How Dangerous Is Aluminum Zirconium Tetrachlorohydrex Gly in Deodorant?
When used as indicated, aluminum zirconium tetrachlorohydrex gly poses no significant risk to human health. The National Institutes of Health (NIH), which tracks the potential hazards of commercially available chemicals, has given aluminum zirconium tetrachlorohydrex gly a very low rating for both toxicity and flammability.

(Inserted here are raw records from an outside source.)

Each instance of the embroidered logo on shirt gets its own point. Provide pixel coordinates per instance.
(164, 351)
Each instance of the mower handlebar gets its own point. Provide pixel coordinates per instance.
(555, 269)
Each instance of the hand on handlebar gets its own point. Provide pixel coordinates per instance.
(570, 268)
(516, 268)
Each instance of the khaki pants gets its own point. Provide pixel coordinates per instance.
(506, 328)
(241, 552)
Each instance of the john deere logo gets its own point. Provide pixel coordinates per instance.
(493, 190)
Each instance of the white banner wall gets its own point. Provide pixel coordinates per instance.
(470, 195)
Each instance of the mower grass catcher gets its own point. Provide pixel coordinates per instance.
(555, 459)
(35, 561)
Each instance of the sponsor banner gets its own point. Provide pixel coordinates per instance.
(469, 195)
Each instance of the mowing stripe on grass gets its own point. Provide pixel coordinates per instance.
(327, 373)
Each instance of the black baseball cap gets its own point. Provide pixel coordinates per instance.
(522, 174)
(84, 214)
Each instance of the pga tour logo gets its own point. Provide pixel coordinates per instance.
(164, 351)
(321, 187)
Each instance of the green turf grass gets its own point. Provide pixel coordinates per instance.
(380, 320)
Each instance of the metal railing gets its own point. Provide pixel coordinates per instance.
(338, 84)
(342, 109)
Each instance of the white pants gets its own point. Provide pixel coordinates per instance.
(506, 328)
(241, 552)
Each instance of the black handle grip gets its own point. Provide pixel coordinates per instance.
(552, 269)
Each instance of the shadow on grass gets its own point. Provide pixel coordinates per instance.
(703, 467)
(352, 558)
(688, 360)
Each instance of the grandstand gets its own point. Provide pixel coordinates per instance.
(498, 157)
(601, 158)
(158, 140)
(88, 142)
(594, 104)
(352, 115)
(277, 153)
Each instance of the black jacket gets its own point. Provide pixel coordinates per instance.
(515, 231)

The aluminum zirconium tetrachlorohydrex gly present in common deodorants poses a very low health risk, if any, for most people. It has not been shown to be carcinogenic and it has relatively low toxicity. Because it typically comes in the form of a foul-tasting stick of deodorant, it is unlikely to be ingested. The NIH does acknowledge that aluminum zirconium tetrachlorohydrex gly is somewhat flammable, but goes on to note that it doesn't ignite readily. If inhaled, or otherwise ingested, the compound can cause nausea, vomiting and diarrhea. Sometimes inhaled particles can cause sarcoid-like granulomas in the lungs. Because aluminum zirconium tetrachlorohydrex gly is not hypoallergenic, it may trigger an immune response in sensitive persons after the first exposure. Given the nature of the finished product, this is likely to take the form of irritation and dermatitis in previously exposed individuals. The same reaction can also occur on the first exposure for people with a preexisting skin condition.